In December of 2012 the first earning well, BlackShale Montgomery 01-16-012-29W4/00, was drilled and cased to the base of the Mannville formation at 3,227 meters. Although the well is still being evaluated, indications to date are that it will achieve its intended objectives. Extensive core was cut and a full suite of conventional and specialized petrophysical logs were run over the entire well bore in order to analyze both the unconventional and conventional hydrocarbon potential. During the first quarter of 2013, the Second White Specs formation was perforated and stimulated in order to obtain rock mechanical properties, pressure and flow data. Subsequent to the stimulation, the well was flowed for a partial clean up, shut-in for an extended reservoir pressure build up and remains in this state today. Tight reservoirs typically require extended shut-in periods to fully build up to initial reservoir conditions in order to adequately analyze the data and calculate the stimulated permeability. Additional evaluations of the well, core and log data will occur over the next several months.

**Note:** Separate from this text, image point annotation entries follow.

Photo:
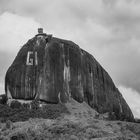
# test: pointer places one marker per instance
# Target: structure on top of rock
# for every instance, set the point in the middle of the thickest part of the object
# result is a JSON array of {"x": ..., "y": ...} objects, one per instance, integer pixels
[{"x": 53, "y": 70}]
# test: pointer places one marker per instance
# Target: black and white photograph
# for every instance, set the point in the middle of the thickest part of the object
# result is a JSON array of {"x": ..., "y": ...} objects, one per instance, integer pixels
[{"x": 69, "y": 69}]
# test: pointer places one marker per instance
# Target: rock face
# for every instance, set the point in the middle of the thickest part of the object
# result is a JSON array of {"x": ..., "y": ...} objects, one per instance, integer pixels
[{"x": 54, "y": 70}]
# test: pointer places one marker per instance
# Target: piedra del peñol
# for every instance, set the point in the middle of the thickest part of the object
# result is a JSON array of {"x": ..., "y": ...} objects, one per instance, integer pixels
[{"x": 53, "y": 70}]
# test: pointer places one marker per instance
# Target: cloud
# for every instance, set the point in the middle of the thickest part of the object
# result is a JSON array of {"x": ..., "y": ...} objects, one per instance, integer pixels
[
  {"x": 15, "y": 31},
  {"x": 132, "y": 97}
]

On February 1, 2013, the Company closed the sale of all of its interests in the Mervin, Saskatchewan property for proceeds of $5.5 million, resulting in a gain of $2.9 million over the carrying amount of the assets and liabilities related to the property, net of deferred taxes. The disposition of this property allowed Forent to realize a value comparable to the fair market value of the asset prior to the impairment and in excess of the independently assigned proved plus probable value as of December 31, 2011.